More than 700 million IoT products have been deployed in the U.S alone, and the quick adoption rate is not slowing down. But the risks embodied by connected devices are not the same for consumers and enterprises.
The Greatest Consumer Risk is Privacy
Connected devices in the home have brought a level of privacy risk that has never been seen before; it’s like living in a house with glass walls and inviting everyone to look in. Smart, connected devices can record the voices, movements, weight and eating habits of the home’s inhabitants. A recent survey indicates that nearly 50 percent of US consumers have information on their Internet-connected devices that would be harmful to friends, family or business associates. Moreover, 59 percent fear that one of their Internet-connected products could be used by a hacker as part of a cyber-attack.
If consumers are aware of the problem, it isn’t stopping them from buying more devices. And with the adoption of IoT security solutions still fairly low, it appears that consumers are willing to take a ”calculated risk” in regard to their privacy. You could even say that privacy is the currency they are willing to trade for more connectivity. But what might be acceptable for the home environment would not be so welcome at the enterprise.

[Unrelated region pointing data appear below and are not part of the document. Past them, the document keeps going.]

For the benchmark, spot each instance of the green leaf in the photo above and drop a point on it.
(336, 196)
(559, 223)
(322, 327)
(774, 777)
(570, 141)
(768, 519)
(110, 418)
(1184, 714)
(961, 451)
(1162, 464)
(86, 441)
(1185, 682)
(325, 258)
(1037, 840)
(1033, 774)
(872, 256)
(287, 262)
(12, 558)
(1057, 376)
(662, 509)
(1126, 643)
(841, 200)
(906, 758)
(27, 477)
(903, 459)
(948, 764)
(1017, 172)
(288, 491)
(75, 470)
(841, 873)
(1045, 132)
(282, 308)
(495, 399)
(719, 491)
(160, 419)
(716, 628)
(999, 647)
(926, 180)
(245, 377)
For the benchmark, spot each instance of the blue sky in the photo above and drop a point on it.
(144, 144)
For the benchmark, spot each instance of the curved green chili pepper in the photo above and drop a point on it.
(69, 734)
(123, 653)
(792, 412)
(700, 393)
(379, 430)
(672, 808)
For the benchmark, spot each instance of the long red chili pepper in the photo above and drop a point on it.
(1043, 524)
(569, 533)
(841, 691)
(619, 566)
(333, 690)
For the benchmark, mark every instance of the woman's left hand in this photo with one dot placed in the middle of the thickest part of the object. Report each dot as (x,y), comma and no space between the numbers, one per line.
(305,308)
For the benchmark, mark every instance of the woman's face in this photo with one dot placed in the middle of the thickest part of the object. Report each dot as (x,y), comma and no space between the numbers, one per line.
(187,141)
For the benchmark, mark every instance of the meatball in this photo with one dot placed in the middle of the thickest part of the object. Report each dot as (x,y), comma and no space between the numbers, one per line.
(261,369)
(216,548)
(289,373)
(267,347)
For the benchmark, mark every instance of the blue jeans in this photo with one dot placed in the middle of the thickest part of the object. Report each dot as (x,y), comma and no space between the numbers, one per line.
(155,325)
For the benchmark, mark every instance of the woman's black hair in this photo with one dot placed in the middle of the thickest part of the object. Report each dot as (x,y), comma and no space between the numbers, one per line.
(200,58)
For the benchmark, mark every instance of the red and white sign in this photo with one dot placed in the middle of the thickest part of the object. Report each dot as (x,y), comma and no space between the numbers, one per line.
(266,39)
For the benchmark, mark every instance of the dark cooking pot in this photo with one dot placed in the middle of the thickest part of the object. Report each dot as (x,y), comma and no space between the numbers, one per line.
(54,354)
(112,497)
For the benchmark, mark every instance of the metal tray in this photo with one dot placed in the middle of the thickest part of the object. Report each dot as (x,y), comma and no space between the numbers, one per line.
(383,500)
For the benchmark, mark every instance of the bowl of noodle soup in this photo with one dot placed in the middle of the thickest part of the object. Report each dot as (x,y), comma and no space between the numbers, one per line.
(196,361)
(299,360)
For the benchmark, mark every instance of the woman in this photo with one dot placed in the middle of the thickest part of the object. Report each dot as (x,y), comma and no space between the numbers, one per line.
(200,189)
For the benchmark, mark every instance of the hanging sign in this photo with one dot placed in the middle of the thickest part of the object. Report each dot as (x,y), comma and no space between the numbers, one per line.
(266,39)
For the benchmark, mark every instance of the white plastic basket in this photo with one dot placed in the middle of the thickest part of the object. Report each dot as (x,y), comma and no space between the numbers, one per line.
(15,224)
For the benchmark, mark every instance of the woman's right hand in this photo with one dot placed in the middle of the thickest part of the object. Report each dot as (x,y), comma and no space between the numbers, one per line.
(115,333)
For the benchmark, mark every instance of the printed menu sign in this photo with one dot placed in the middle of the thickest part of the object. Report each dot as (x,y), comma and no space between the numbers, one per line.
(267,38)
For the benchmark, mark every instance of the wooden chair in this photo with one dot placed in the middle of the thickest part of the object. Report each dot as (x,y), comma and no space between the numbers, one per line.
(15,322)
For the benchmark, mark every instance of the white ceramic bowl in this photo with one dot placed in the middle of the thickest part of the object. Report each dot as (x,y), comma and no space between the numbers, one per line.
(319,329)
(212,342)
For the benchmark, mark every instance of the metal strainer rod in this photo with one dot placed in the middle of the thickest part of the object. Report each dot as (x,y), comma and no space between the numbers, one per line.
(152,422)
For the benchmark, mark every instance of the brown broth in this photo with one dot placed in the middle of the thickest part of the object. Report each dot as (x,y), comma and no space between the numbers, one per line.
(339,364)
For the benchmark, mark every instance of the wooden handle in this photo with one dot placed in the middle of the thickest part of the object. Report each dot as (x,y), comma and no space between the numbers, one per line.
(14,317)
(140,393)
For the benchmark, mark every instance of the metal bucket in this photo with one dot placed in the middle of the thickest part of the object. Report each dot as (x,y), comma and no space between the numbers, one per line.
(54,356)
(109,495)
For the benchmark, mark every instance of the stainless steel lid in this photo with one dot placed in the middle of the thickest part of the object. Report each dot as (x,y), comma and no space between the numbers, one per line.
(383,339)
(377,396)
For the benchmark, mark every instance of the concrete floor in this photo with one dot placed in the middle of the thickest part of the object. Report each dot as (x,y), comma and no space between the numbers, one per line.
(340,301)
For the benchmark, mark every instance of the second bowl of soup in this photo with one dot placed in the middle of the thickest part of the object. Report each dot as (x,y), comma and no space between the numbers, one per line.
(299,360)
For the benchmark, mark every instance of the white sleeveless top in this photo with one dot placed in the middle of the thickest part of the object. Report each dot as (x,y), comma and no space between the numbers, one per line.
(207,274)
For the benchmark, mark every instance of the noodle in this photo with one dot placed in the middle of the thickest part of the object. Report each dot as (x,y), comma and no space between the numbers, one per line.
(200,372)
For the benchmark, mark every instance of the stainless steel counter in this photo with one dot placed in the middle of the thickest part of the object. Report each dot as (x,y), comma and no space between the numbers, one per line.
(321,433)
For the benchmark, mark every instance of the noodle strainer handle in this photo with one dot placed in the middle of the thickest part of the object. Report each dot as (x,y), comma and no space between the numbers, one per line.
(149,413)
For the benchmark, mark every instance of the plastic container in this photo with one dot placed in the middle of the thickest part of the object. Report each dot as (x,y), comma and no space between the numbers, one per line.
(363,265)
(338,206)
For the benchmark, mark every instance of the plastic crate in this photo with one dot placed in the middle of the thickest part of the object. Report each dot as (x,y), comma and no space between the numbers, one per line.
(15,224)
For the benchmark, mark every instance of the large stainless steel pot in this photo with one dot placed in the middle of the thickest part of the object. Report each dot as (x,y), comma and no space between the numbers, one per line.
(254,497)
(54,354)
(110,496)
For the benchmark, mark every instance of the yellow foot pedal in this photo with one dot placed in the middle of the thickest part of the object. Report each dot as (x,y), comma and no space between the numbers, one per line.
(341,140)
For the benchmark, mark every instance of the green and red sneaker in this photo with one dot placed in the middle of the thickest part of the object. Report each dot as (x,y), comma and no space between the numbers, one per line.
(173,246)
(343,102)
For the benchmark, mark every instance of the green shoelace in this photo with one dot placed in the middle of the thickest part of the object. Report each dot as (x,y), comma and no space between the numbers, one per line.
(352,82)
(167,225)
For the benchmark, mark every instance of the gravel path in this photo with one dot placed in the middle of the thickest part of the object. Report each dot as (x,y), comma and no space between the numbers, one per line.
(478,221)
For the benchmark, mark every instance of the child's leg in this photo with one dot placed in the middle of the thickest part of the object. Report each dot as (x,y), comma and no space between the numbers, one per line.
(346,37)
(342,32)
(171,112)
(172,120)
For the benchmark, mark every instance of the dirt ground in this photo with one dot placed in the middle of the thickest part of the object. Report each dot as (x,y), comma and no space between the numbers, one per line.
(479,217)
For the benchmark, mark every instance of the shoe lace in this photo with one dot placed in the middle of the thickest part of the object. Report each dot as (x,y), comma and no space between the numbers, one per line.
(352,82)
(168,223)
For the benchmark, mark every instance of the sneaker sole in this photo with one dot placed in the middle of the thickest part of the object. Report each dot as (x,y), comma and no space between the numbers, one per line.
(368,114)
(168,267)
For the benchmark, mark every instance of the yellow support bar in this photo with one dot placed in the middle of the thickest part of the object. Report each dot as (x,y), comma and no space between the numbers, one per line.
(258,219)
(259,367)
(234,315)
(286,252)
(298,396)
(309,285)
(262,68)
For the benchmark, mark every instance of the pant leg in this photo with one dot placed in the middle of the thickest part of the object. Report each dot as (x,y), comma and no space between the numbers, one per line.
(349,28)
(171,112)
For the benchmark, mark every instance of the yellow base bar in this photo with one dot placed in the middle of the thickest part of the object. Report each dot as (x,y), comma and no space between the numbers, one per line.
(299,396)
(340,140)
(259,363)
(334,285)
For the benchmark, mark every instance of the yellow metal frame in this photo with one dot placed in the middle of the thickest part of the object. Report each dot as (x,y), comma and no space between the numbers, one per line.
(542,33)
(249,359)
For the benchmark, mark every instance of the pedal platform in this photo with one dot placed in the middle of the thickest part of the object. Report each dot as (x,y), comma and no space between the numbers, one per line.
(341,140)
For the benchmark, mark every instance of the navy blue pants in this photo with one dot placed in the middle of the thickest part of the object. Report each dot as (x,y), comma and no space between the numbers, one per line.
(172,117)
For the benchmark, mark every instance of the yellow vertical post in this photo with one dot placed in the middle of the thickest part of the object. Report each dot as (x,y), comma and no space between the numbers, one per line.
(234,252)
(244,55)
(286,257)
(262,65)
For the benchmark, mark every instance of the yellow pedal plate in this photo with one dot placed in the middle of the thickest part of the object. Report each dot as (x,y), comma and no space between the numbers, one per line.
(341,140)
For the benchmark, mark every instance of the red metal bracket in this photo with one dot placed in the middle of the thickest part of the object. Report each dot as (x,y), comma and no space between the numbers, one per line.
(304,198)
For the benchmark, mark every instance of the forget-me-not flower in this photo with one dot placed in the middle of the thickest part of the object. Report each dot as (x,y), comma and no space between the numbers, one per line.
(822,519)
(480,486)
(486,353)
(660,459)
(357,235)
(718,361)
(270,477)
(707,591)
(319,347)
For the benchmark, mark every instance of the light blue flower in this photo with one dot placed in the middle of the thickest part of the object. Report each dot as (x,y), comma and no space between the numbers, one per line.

IoT Devices Increase the Enterprise Attack Surface
IoT for the enterprise isn’t the same as IoT for the home, psychologically or operationally. Enterprises do not fall for hype, tending to invest in new technologies only if they offer concrete value, be it revenue generation, improved customer satisfaction or reduced wear and tear.
Having gone through a “digital transformation” period in recent years, enterprises have developed methodologies for implementing disruptive new technologies — including assessing the risk vs. the gains.
The main risk of using IoT devices in the enterprise environment is that a hacker could break into the corporate network and steal sensitive employee/customer information. Enterprises acknowledge this, with 59% of respondents to a recent survey highlighting security as a barrier to the adoption of IoT solutions within the enterprise. Another survey shows that 46% of respondents intend to invest in IoT security in 2018.
This demonstrates that enterprises are well aware of the risks involved in deploying IoT devices to rapidly, including not just potential hacks, but also compliance and legal liabilities.
Different, but the Same?
Although there are significant differences between consumers’ and enterprises’ attitudes toward IoT, the two can still learn from one another. Consumers may want to adopt a more cautious approach to new technologies, and enterprises should emphasize not just “hard” risks but also the “softer” risk of privacy breach. After all, enterprises have employees, who are also concerned about their privacy.
Both consumers and enterprises should strive for better security of IoT devices and should demand this from IoT service providers. The IoT is ushering in an “always connected, always on” era, and for the first time enterprises and consumers will be fighting the same enemy: the IoT hacker. We must all adopt a new mindset to deal with this novel challenge, in order to ensure that IoT Security concerns will remain just that, and not manifest into real attacks.